The fruit trees, for those keeping score, consist of a fig, pomegranate, avocado and olive as well as a few stone fruit trees that we will likely remove since the squirrels get every single fruit. In the perennial vegetable catagory, there’s also a few artichokes that pop up here and there, prickly pear cactus and an indestructible stand of New Zealand spinach. When Laramee is done we’ll install a bust of Derrida made out of pre-chewed termite infested wood that will slowly be colonized and deconstructed by Los Angeles’ endangered carpenter bees.

Lastly, please enjoy this completely gratuitous kitten photo that has nothing to do with this blog post, vegetable gardening or Derrida unless all internet cat photos do, in fact, have everything to do with Derrida. Let’s skip that speculation for now and note that this kitten, currently being fostered by our neighbor Lora, is up for adoption and looking for a home in which to snuggle next to you while you read impenetrable tomes in your reading socks. Email us if you want to bring this grey cutie home.
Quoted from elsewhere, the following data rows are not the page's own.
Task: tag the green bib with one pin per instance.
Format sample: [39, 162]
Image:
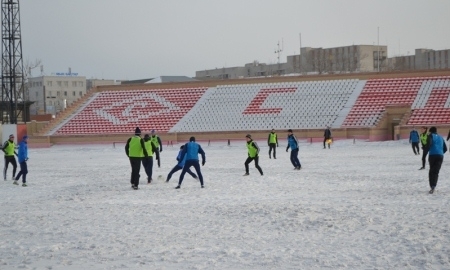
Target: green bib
[135, 148]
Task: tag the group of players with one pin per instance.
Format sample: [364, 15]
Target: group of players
[9, 149]
[141, 150]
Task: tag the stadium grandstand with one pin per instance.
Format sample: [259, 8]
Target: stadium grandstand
[375, 107]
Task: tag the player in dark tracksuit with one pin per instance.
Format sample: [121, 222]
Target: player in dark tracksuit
[147, 162]
[180, 166]
[253, 151]
[423, 140]
[437, 149]
[293, 144]
[158, 149]
[272, 142]
[190, 152]
[9, 148]
[135, 150]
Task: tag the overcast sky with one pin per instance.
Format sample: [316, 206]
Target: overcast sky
[135, 39]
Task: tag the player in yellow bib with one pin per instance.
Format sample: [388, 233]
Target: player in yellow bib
[253, 151]
[135, 150]
[9, 148]
[272, 141]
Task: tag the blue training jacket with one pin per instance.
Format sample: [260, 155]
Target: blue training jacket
[23, 151]
[181, 161]
[292, 142]
[191, 151]
[437, 146]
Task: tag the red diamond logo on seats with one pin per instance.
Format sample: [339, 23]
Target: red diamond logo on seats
[122, 111]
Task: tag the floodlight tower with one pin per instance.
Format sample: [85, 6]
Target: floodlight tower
[13, 98]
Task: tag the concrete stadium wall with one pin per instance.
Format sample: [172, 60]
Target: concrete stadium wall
[385, 130]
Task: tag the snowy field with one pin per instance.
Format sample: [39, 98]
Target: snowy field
[356, 206]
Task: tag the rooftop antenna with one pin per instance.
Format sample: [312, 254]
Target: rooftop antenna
[279, 50]
[300, 54]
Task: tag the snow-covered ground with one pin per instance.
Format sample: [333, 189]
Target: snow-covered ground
[356, 206]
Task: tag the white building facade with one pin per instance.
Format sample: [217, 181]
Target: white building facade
[52, 94]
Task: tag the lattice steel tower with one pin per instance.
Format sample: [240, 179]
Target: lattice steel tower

2018: The Year Squirrels Discovered our Pomegranate Tree

One could complain that this blog allots way too much space to two topics: tidying up and complaints about squirrels. At the risk of repetition, let’s discuss the squirrel issue this morning beginning with a year end review of our fruit harvest totals:

Fuji apples: 0
Winter banana apples: 0
Fuyu persimmons: 0
Hachiya persimmons: 0
Peaches: 0
Pomegranates: 6
Figs: 20?
Avocados: 20? but with a few bite marks

So not a total loss in the pom department but a long ways from my days of thinking that the hard skin of pomegranates are squirrel proof.

This is the point in my squirrel complaint blog post where I lazily link to UC Davis’ squirrel management notions. It’s also the paragraph in which I claim to have discovered a miracle squirrel cure in the form of a lame old man joke. Now you’ve got a bad case of earworm. Go ahead and suggest dogs and rifles in the comments and you’ll see us soon on a PETA billboard.

A Lemon Arbor

Consider this post one of those inspirational ideas we’ll never get around to but perhaps an ambitious Root Simple reader will tackle: a lemon arbor. You can find this particular lemon arbor at Lotusland in Montecito, California.

We used to have a grape arbor that became a “stacking function fail” due to Los Angeles’ disruptive rat population. I suspect the rats would be less interested in the lemons but don’t hold me to that speculation. Our grape arbor came down to make way for a new patio and backyard designed by Haynes Landscape Design (I’ll post an update when the work is complete).